A European refinery executive who decreased to be determined. said seaside refineries that are geared for exports will be more. exposed while inland refineries are less susceptible since they. rely on regional demand.
The changes won't happen overnight, but they could. ultimately lead to closures of refineries and their conversion. to storage terminals, he included, referring to the tough. market environment.
Pavlov said the UK's Grangemouth and Germany's Wesseling. refineries might close ahead of schedule as an outcome of looming. gasoline oversupply later this year and ensuing pressure on. refining margins.
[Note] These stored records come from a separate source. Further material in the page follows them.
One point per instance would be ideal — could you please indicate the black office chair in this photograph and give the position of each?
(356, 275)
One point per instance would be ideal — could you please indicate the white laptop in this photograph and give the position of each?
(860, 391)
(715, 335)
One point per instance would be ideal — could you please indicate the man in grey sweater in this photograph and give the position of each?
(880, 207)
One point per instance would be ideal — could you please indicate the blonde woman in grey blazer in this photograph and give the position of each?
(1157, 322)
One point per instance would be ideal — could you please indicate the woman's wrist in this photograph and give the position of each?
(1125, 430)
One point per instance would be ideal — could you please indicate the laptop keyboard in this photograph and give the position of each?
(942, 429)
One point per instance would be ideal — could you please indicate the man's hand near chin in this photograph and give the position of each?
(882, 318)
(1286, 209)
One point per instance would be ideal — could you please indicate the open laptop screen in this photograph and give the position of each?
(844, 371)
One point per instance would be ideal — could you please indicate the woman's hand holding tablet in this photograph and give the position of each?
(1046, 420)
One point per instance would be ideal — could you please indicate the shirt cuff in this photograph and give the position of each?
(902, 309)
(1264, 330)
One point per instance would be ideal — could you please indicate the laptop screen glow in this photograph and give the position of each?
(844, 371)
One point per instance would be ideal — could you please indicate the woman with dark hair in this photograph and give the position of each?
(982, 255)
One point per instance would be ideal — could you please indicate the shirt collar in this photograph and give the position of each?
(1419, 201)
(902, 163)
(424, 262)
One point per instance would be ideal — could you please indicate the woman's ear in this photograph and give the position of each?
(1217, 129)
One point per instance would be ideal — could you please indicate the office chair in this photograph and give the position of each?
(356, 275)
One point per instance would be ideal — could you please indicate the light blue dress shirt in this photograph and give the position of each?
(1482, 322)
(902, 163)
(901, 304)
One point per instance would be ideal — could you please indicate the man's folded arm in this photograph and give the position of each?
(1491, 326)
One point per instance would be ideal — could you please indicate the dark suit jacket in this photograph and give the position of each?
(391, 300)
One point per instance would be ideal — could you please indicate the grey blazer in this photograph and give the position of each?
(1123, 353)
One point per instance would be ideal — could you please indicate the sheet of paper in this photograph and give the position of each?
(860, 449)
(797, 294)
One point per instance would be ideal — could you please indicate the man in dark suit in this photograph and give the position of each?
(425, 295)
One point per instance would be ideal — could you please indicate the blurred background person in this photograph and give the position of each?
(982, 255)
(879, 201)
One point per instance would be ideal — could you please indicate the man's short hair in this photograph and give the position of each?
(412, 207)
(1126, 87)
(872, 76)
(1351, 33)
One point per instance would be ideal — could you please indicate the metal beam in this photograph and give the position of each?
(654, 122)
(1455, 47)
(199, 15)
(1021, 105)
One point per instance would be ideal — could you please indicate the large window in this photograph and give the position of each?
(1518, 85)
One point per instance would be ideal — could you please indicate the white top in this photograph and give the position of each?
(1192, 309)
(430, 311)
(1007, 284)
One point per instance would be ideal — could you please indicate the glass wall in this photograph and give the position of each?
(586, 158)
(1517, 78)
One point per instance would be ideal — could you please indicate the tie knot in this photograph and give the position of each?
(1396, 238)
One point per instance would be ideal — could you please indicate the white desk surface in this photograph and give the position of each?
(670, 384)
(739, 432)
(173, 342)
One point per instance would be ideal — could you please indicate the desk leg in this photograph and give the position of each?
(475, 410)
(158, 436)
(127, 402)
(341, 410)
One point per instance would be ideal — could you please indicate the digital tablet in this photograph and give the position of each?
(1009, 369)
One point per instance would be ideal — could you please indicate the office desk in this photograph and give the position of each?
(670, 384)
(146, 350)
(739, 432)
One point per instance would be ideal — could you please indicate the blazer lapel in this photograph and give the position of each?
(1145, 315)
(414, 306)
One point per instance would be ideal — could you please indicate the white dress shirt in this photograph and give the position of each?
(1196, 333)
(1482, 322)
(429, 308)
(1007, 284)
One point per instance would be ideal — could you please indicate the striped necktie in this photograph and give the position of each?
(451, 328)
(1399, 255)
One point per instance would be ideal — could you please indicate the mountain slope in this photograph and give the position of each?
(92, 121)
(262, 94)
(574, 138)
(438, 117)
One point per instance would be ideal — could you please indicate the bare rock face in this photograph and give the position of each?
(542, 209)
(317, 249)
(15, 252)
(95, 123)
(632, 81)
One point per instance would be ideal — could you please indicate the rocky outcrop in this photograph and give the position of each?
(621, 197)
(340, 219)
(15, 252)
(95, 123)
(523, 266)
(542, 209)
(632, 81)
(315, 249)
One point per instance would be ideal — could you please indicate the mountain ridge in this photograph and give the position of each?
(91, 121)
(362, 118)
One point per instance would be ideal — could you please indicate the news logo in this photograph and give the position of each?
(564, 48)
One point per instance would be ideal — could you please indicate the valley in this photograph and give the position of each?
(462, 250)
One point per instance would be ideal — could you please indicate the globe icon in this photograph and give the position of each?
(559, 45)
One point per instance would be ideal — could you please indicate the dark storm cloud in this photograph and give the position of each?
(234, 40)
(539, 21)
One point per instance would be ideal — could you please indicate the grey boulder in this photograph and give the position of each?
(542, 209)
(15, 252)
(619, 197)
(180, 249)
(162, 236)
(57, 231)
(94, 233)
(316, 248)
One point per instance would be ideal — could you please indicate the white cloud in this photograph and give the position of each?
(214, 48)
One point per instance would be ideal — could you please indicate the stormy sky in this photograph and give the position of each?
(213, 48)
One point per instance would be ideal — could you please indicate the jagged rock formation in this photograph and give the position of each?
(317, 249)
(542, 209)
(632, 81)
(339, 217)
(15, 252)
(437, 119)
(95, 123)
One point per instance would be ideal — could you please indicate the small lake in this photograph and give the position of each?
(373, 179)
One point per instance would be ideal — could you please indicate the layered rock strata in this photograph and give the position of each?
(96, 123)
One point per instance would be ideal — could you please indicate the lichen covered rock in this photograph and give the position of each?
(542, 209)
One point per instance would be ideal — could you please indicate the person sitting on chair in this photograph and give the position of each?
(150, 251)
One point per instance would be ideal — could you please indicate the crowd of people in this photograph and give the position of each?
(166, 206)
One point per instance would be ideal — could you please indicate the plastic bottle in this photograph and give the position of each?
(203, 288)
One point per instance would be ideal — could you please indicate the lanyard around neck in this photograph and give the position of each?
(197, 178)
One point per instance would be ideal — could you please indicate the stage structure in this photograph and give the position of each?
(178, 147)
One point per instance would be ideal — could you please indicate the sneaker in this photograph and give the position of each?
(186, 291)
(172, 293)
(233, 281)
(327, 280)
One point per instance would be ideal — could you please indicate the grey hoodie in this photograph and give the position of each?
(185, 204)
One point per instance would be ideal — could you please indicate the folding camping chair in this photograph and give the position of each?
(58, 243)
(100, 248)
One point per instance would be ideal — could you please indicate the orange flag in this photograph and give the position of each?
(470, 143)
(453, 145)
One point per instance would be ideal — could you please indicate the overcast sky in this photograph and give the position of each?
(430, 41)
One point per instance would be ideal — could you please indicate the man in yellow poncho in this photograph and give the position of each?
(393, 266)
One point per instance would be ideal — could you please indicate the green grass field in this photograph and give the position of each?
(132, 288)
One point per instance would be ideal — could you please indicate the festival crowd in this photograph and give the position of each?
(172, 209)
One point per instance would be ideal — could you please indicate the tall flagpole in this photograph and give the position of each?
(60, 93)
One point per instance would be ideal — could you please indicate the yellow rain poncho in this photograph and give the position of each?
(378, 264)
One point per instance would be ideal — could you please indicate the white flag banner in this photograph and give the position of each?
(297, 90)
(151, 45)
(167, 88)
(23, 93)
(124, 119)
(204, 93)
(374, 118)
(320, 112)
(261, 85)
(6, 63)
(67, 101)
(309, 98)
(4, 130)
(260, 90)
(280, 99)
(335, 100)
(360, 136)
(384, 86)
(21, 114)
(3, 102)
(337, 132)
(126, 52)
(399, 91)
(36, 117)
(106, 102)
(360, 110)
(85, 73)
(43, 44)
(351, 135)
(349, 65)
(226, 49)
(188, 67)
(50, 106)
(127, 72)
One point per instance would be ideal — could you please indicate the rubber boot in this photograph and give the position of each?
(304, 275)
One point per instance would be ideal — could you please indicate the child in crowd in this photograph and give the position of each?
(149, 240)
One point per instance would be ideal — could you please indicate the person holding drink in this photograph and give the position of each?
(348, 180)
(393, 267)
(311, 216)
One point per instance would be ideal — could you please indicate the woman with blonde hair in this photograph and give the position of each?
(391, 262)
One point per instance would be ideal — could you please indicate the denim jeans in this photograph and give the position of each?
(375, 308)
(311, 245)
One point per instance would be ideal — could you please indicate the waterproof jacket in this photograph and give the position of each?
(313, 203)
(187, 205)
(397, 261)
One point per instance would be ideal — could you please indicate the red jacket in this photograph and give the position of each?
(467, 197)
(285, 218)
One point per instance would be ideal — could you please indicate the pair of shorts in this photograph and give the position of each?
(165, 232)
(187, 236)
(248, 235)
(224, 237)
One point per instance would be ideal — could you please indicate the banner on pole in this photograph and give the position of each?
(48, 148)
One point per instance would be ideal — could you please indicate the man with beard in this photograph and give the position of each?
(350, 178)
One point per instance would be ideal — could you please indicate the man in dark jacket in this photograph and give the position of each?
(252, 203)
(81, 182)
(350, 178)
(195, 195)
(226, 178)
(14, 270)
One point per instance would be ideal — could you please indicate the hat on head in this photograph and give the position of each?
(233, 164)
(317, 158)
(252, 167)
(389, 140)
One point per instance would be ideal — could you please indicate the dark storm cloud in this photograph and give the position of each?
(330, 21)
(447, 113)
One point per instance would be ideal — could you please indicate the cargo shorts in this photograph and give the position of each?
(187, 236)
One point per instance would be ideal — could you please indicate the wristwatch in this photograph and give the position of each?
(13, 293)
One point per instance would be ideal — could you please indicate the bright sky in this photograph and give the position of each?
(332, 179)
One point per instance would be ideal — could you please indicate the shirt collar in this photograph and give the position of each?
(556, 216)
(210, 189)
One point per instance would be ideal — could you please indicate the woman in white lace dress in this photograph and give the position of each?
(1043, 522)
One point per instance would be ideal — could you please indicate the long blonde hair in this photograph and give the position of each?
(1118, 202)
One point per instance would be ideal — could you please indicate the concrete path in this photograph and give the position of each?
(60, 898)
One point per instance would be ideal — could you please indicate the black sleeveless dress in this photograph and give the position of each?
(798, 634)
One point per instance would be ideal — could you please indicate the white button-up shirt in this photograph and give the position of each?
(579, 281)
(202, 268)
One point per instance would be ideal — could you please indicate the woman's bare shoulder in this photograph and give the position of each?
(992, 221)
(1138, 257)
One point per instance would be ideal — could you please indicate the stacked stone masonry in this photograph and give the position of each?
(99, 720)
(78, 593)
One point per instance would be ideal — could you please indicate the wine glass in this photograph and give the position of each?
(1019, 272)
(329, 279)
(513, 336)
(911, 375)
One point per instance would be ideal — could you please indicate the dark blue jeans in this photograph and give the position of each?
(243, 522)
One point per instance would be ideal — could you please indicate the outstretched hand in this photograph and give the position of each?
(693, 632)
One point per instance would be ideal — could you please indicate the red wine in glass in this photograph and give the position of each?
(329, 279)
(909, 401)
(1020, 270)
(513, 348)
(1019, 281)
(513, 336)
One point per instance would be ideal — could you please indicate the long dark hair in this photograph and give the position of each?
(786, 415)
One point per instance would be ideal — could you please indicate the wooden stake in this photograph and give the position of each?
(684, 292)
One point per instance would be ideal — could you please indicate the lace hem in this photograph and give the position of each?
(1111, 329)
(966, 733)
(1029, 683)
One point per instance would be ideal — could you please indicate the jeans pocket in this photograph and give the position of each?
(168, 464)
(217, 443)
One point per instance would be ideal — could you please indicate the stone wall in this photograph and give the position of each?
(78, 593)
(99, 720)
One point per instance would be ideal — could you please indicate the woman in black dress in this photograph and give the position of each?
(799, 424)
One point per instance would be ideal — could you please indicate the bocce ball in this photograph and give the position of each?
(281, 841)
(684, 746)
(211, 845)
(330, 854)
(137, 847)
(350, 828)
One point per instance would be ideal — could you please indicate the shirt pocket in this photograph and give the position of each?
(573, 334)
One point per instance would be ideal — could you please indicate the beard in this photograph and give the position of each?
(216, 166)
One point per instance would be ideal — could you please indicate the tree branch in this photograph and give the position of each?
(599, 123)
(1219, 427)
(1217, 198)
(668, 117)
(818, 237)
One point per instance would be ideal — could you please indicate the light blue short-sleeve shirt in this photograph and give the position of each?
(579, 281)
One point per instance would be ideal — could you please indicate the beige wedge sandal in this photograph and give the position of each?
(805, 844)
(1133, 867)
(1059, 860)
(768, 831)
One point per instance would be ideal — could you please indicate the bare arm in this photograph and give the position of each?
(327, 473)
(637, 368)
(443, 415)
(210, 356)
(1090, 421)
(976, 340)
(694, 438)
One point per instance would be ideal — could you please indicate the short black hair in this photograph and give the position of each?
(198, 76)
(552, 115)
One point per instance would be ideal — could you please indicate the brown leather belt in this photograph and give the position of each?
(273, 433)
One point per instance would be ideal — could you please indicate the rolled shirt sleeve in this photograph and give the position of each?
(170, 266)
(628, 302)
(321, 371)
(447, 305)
Petroineos CEO Franck Dema flagged the energy transition. which is triggering demand for nonrenewable fuel sources to diminish as one of. the factors behind his company's choice to shut down. Grangemouth next year. Shell stated its choice to shut. down Wesseling next year was part of its drive to minimize carbon. emissions.
Petroineos did not react to a request for comment and. Shell decreased to comment about whether its plant might close. ahead of schedule.
SHRINKING SECTOR
Around 30 European refineries have shut down because 2009,. information from refining market body Concawe program, with almost 90. plants of different sizes and complexities still in operation.
Closures have actually been caused by competition with newer and. more intricate plants in the Middle East and Asia and more. recently because of the impact of the coronovirus pandemic.
Since 2016, Europe has lost 1.52 million barrels daily. of functional crude distillation which presently stands at. 13.93 million bpd, consultancy IIR's information shows.
Most of the decline took place in 2021 and 2022 as need. damage during the COVID-19 pandemic forced shutdowns.
European refineries don't produce sufficient diesel to fulfill. local requirements however produce excessive gasoline and count on exports. to clear excess supply.
West Africa has long been the primary outlet for gasoline that. doesn't fulfill more stringent ecological constraints in Europe on. sulphur and metals material.
That trade represented $17 billion in 2023, according to. cost information from Argus Media and estimations.
The Dangote refinery, funded by Africa's wealthiest man Aliko. Dangote, was set up to produce as much as 53 million litres. of gas a day, about 300,000 bpd.
The drop in West African imports will coincide with brand-new. environmental laws in Northwest Europe, that will require plants. to reconfigure, seek brand-new markets for lower-quality gas, or. shut down.
Plants that have funds to reconfigure could direct gas. exports to the U.S. or South America, Kpler senior refining. analyst Yaping Wang stated.
But upgrading refineries is likewise challenging since banks. watch out for lending cash to fossil fuel tasks.
Even if you find a bank which will fund a European refinery. upgrade job, rates will be too expensive to make it work, said. an executive at a major U.S. bank which provides to oil companies.